Moonstruck

Eugene O'Neill's tragicomic 'Moon for the Misbegotten' illuminates a love unfulfilled.

Plow the farmland of New England, and you'll curse the very notion of agriculture. Scraping into what's left of the eroded topsoil, a plow will clang and spark against one rock after another. Only with difficulty will you reach the once fertile but now nearly exhausted loam.

On the Connecticut farm of Eugene O'Neill's A Moon for the Misbegotten, the people are as crusty as the land: A flinty roughness protects what remains of their softer, once-rich underlayers.

O'Neill's tragicomedy is enjoying a flawless presentation at Arizona Theatre Company, designed with an eye and ear for detail, directed with psychological insight but without physical or symbolic clutter, and acted with a desperate jocularity that barely disguises the characters' vulnerability, fear and yearning.

The farmhouse scene designed by Kent Dorsey is a wreck now settling into ruin. For 20 years--the date is 1923--this has been the hardscrabble home of tenant farmer Phil Hogan, an Irish immigrant and widower who drinks as mercilessly as he works himself and his daughter and two sons. The boys hate their father and the farm lifestyle, and run off as soon as they're adults; the play opens with the hasty departure of second son Mike, never to be seen again in the production's remaining two and a half hours.

Daughter Josie, however, long ago reached a strange, rough, loving détente with her father. They argue and Josie always keeps a club handy, but it's all ritual bluster, a game that perversely reveals rather than disguises their mutual affection and dependence.

A third player in this game is their landlord, James Tyrone Jr., a failed actor, failed student and failed son--but a remarkably successful alcoholic. The high point of Jim Tyrone's day is showing up at the farmhouse and indulging in well-rehearsed three-way needling with Josie and Hogan.

It's probably the closest thing to friendship any of them have, and between Tyrone and Josie, it could be more--except that Tyrone is a sorrowful, irresponsible drunk who disguises his self-loathing with charm, and Josie is a homely, immensely strong, oversized woman (her father calls her a cow, and O'Neill describes her as "almost a freak," 180 pounds on a 5-foot-11 frame) who disguises her self-loathing with a show of coarseness and pride.

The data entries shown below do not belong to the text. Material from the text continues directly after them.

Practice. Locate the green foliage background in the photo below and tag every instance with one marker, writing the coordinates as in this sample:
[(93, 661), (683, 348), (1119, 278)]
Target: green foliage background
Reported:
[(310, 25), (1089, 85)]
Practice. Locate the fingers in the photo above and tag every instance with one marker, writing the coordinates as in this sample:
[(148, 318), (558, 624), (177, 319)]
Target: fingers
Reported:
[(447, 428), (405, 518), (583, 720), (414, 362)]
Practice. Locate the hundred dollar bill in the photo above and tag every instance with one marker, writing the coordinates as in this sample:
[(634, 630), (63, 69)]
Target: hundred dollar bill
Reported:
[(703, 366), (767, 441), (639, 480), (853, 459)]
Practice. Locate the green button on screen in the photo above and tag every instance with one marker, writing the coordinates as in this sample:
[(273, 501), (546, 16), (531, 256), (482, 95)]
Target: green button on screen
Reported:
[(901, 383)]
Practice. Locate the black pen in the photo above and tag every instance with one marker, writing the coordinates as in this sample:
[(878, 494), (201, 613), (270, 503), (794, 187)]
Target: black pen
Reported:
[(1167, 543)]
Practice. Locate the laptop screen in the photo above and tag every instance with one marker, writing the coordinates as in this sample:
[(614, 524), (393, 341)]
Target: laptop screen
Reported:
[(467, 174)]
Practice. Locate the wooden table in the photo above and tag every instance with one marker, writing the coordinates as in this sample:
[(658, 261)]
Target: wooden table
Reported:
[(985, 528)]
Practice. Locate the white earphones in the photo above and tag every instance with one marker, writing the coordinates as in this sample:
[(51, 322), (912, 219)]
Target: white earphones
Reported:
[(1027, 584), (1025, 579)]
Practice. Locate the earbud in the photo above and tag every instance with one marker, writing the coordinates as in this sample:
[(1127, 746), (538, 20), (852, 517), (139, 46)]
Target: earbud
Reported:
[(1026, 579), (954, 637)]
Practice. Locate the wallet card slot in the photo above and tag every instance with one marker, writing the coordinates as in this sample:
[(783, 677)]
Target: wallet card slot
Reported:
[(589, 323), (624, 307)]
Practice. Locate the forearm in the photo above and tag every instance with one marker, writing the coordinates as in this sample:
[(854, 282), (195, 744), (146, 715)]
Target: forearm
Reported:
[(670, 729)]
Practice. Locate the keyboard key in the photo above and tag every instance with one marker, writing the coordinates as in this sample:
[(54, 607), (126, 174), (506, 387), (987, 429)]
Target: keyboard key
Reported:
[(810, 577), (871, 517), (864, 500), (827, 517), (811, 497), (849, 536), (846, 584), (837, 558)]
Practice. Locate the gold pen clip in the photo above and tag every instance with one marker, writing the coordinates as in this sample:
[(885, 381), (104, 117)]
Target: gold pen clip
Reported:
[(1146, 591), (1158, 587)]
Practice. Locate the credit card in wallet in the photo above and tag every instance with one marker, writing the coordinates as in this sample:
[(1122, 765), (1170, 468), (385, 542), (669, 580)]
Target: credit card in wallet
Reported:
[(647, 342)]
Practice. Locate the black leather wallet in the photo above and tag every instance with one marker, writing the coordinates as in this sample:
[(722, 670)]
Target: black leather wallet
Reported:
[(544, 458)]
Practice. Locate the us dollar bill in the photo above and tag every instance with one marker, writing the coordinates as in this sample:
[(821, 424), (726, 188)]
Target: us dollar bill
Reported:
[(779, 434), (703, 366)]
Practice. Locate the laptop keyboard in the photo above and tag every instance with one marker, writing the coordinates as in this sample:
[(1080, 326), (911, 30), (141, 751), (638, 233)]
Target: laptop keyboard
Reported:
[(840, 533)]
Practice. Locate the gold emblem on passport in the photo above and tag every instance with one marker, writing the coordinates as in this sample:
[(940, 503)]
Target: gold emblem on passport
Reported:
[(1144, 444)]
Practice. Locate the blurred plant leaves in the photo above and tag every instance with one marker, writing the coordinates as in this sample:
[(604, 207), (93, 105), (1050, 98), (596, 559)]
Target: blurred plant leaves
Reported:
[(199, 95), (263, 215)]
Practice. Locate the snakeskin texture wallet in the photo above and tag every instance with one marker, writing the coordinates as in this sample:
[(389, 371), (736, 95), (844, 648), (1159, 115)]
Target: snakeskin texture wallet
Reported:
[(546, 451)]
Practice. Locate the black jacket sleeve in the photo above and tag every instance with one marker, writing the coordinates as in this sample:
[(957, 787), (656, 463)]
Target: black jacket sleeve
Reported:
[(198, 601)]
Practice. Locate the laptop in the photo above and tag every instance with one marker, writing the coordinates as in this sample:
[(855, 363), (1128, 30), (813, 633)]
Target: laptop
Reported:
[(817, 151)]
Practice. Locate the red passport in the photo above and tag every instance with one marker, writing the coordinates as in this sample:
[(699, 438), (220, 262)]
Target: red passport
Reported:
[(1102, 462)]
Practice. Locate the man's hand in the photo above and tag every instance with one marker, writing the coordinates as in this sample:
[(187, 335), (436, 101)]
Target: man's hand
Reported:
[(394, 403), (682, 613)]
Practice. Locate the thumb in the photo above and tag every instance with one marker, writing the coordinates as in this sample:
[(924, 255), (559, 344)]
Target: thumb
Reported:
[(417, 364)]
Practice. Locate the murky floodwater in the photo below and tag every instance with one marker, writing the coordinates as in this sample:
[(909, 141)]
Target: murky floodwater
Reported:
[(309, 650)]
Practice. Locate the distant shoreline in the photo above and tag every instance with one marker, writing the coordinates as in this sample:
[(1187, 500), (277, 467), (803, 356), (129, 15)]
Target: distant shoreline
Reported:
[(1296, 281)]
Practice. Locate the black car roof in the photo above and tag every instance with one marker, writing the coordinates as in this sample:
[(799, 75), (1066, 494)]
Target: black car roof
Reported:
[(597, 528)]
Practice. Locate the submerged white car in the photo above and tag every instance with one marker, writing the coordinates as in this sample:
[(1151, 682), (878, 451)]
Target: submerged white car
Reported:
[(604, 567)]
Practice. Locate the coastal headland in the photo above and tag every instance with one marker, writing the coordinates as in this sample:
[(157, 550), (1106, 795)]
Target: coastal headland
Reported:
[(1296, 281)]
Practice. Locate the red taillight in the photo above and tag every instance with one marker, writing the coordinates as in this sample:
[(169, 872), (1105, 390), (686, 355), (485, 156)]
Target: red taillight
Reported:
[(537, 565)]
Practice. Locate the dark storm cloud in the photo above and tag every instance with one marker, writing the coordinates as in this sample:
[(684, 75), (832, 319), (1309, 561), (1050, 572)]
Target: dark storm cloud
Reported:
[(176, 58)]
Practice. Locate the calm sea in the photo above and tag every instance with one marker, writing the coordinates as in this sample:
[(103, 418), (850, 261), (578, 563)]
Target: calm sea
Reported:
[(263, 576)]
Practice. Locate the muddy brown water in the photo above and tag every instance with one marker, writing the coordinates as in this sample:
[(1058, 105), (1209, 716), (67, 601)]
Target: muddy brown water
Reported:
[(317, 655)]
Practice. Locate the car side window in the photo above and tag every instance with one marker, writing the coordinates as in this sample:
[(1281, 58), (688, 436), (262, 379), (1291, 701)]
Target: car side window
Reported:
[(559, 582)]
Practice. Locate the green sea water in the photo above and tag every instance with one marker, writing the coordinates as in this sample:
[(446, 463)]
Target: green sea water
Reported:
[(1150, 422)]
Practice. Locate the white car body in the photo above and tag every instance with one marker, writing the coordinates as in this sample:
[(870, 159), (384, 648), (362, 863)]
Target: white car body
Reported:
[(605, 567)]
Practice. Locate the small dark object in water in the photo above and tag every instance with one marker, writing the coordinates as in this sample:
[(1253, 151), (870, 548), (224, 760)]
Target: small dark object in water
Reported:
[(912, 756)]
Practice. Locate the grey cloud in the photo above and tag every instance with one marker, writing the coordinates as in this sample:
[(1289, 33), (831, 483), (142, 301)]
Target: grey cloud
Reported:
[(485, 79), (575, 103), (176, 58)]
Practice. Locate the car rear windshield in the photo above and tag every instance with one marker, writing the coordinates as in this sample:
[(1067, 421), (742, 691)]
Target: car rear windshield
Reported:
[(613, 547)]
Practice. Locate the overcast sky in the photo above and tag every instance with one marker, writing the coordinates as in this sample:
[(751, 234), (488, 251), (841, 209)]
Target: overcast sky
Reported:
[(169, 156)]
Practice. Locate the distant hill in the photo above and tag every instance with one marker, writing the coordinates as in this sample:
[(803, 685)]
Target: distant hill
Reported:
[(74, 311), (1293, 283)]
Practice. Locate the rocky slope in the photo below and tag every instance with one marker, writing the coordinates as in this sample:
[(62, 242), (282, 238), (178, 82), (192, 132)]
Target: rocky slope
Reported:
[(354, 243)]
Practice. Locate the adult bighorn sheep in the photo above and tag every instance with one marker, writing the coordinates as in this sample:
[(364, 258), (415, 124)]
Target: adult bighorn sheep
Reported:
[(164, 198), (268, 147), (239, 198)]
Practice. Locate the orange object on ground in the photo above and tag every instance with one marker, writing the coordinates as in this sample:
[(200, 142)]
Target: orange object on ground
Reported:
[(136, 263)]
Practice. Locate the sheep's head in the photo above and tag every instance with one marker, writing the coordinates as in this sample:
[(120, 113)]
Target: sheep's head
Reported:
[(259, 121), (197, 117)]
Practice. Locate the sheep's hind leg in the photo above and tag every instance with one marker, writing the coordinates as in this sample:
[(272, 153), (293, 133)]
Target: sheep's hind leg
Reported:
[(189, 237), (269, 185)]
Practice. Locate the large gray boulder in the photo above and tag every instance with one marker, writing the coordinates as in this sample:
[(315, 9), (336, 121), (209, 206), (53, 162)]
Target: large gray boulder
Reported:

Earlier in his career, O'Neill clad his characters in actual masks. Nothing literally covers a face in A Moon for the Misbegotten, but here, each character does wear an emotional mask; wrench one mask away, and you find another beneath it. As Josie admiringly says, her perpetually scheming father always has a trick behind his tricks, so nobody can see what he's really after. Similarly, Josie and Tyrone spend the second half of the play extricating themselves from ruse after ruse, stripping off one mask, then another, glimpsing each other's raw, true face for just an instant, and then putting the masks back on.

Although the play begins as a comedy, the bitter process of unmasking culminates in one of the most intense love scenes in American theater, a balance of sorrow and yearning and guilt and confession and forgiveness. It's a tribute to Samantha K. Wyer's tactful, tender direction that as Josie cradles the haggard, exhausted Tyrone in her arms on the farmhouse porch, we're so immersed in the Josie-Tyrone relationship that the scene registers only subconsciously as an allusion to a Renaissance pietà, a painting of Mary holding the dead Jesus. Wyer never makes more than is necessary of O'Neill's potentially heavy Christian and Oedipal references.

Tyrone is played by James Carpenter, returning to ATC for the first time since his heartbreaking portrayal of the incestuous pedophile, Uncle Peck, in How I Learned to Drive. After bringing such humanity to that character, Carpenter must have found Jim Tyrone a snap. Even in his early repartee, Carpenter keeps Tyrone's loneliness and self-disgust simmering right at the surface. It's a remarkable, moving and consistent portrayal of a character who could easily seem schizophrenic.

As Josie, Jeanne Paulsen is no less impressive. Her strength and sternness balanced by wry humor, Paulsen only gradually reveals the pain Josie feels from her own self-image.

Drew Snyder is an engaging Hogan, a feisty old man full of that gimpy swagger you find in proud men of the underclass determined to reign supreme over what little pieces of life they have any chance of controlling.

Christopher M. Williams and Mark DeMichele acquit themselves well in miniscule roles. More prominent is the work of lighting designer Dennis Parichy, who delicately moves the scene from noon through dusk and midnight to the following dawn.

Anticipating the night scenes, Hogan expects the moon to fill Tyrone and maybe Josie with poetry, but the moon instead palely illuminates certain prosaic truths the characters would prefer to keep in the shadows. The moon presides unseen over a story of love grudgingly admitted and peculiarly reciprocated. But it is love, nonetheless.